Hoekema menegaskan bahwa eskatologi Barth tidak memiliki akhir yang jelas sebab teks Alkitab (Zef. 1:14-15; Yes. 11:6-9; 32:15; 35:1; 35:7; 16:17; 66:22) terdapat pengharapan tentang Juruselamat yang akan datang, dan menghancurkan, meremukan kepala si ular. Selanjutnya, pengharapan eskatologis itu semakin diperkaya. Berbagai pengharapan eskatologi tersebut sudah tentu tidak berlangsung secara serempak atau dalam waktu yang bersamaan [sebagaimana konsep Barth], melainkan mengandung bentuk dan waktu yang berbeda-beda."
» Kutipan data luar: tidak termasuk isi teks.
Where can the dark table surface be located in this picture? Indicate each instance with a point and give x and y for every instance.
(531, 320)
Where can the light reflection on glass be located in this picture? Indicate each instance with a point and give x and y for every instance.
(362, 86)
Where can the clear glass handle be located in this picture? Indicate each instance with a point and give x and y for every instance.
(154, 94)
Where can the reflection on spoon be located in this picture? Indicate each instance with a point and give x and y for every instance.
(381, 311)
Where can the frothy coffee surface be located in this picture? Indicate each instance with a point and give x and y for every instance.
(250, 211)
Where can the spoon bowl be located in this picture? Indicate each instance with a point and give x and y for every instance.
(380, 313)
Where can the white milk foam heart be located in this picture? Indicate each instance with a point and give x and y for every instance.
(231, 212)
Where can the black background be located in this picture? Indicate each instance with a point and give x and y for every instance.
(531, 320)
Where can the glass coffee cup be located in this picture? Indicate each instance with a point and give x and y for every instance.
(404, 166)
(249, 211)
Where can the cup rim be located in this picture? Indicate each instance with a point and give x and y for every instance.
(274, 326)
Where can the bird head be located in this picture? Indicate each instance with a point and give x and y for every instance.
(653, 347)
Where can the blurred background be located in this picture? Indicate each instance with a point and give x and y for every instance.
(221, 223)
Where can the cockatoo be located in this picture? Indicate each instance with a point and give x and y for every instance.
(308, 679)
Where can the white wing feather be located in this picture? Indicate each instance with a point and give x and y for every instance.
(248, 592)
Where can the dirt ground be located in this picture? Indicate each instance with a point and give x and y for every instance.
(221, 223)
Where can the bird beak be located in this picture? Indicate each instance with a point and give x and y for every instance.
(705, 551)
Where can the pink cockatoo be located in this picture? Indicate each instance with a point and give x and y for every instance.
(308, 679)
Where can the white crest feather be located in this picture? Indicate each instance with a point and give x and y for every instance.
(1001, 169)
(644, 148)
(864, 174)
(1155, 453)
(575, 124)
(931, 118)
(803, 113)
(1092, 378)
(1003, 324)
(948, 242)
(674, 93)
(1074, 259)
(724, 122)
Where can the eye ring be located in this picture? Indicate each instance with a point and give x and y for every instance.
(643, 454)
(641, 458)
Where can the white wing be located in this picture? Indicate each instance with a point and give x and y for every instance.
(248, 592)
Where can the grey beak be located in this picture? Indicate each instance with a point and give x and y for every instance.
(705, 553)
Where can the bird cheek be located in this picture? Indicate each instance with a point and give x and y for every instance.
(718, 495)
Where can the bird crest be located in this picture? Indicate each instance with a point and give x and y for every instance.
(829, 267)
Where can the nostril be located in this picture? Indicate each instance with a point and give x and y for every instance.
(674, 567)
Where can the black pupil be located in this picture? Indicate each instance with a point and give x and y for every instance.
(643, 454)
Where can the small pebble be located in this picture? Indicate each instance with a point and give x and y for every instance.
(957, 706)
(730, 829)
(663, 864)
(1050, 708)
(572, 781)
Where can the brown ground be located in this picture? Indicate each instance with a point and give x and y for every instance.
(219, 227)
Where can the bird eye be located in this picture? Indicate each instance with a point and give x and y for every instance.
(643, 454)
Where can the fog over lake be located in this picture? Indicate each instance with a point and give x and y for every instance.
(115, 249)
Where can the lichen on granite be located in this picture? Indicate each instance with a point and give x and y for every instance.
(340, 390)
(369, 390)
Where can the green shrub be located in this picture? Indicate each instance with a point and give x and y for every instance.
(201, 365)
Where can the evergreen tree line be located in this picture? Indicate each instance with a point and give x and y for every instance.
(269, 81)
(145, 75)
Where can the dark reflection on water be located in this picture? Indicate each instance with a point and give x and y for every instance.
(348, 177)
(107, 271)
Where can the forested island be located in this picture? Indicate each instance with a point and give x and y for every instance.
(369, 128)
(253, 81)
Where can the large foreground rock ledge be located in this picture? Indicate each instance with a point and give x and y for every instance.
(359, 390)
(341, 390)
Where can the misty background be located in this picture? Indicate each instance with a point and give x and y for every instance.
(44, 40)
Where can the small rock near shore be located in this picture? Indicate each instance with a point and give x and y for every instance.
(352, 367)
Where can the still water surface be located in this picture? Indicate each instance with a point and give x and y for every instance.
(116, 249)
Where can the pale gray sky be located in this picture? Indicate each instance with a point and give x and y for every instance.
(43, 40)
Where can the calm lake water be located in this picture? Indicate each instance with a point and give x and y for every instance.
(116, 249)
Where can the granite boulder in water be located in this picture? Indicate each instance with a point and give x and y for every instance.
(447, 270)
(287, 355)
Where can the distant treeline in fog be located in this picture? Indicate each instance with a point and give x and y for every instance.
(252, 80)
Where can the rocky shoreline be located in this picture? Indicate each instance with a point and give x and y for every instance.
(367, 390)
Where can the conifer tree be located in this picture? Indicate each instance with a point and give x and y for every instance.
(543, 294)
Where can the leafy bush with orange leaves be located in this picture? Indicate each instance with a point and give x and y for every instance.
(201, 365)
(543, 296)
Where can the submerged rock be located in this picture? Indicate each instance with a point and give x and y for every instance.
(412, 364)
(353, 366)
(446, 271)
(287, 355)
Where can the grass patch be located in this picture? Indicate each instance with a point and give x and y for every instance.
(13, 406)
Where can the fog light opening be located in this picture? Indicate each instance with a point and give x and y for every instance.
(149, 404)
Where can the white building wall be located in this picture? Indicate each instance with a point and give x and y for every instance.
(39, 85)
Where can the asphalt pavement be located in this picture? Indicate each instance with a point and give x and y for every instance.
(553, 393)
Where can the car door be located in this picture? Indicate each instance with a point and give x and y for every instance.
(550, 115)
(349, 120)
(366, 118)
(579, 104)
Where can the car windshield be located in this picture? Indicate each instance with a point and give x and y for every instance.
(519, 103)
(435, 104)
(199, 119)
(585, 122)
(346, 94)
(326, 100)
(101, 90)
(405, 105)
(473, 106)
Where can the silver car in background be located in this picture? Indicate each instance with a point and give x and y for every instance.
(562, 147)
Bertolak dari pemikiran Bavinck dan Hoekema maka pada bagian ini kami menyimpulkan pula bahwa transendensi eskatologi Barth tidak mengindahkan pengharapan di masa PL sebagai sebuah realitas sejarah yang terus mengalami perkembangan secara progresif sebagaimana konsep progresifitas penyataan Allah. Teks-teks PL memberikan gambaran yang jelas mengenai realitas masa lalu yang tidak dapat dipisahkan dengan orientasi masa kini yang bergerak menuju sebuah akhir dalam kesempurnaan eskatologi masa depan yang belum terjadi secara sempurna melainkan berkembang secara bertahap.

2. Realitas Eskatologi PB
Telah di jelaskan di atas bahwa konsep eskatologi PL berada dalam pengharapna iman yang berorientasi ke masa depan mengenai kedatangan Juruselamat. Maka sekarang penting pula untuk memperhatikan konsep eskatologi PB yang juga berorientasi ke depan. Dengan demikian maka realitas eskatologi Barth, sehubungan dengan tafsiran Kitab Roma 13:11 bahwa eskatologi sudah genap sekarang ini, sehingga kekekalan bukanlah terpisah secara waktu, melainkan terikat erat dan relevan dengan kehidupan sehari-hari. Barth menyangkali keterpisahan waktu dan realitas pengharapan dalam PL dan PB yang berbeda secara waktu dan telah terjadi kekekalan pada masa PB, rupanya menghilangkan kesempurnaan di masa depan mengenai berkat yang jauh lebih besar lagi. Menurut Barth, tidak perlu lagi pengharapan masa depan bagi orang percaya sebab semuanya sudah terjadi di dalam realitas kekinian. Sehubungan dengan penolakan terhadap konsep Barth, benarlah apa yang ditegaskan oleh Hoekema bahwa pengetahuan tentang rencana penebusan Allah jauh lebih kaya, iman orang percaya dalam PB jauh lebih diperdalam, dan keyakinan orang percaya terhadap kasih Allah yang nyata dalam Kristus lebih diperkuat. Demikian pula, pada saat yang bersamaan, jauh lebih ditingkatkan. Sebab PB maupun PL sama-sama melihat ke masa depan tentang suatu keyakinan mendalam bahwa karya penyelamatan oleh Roh Kudus saat ini hanyalah awal bagi sebuah penebuasan yang lebih limpah dan utuh di masa yang akan datang.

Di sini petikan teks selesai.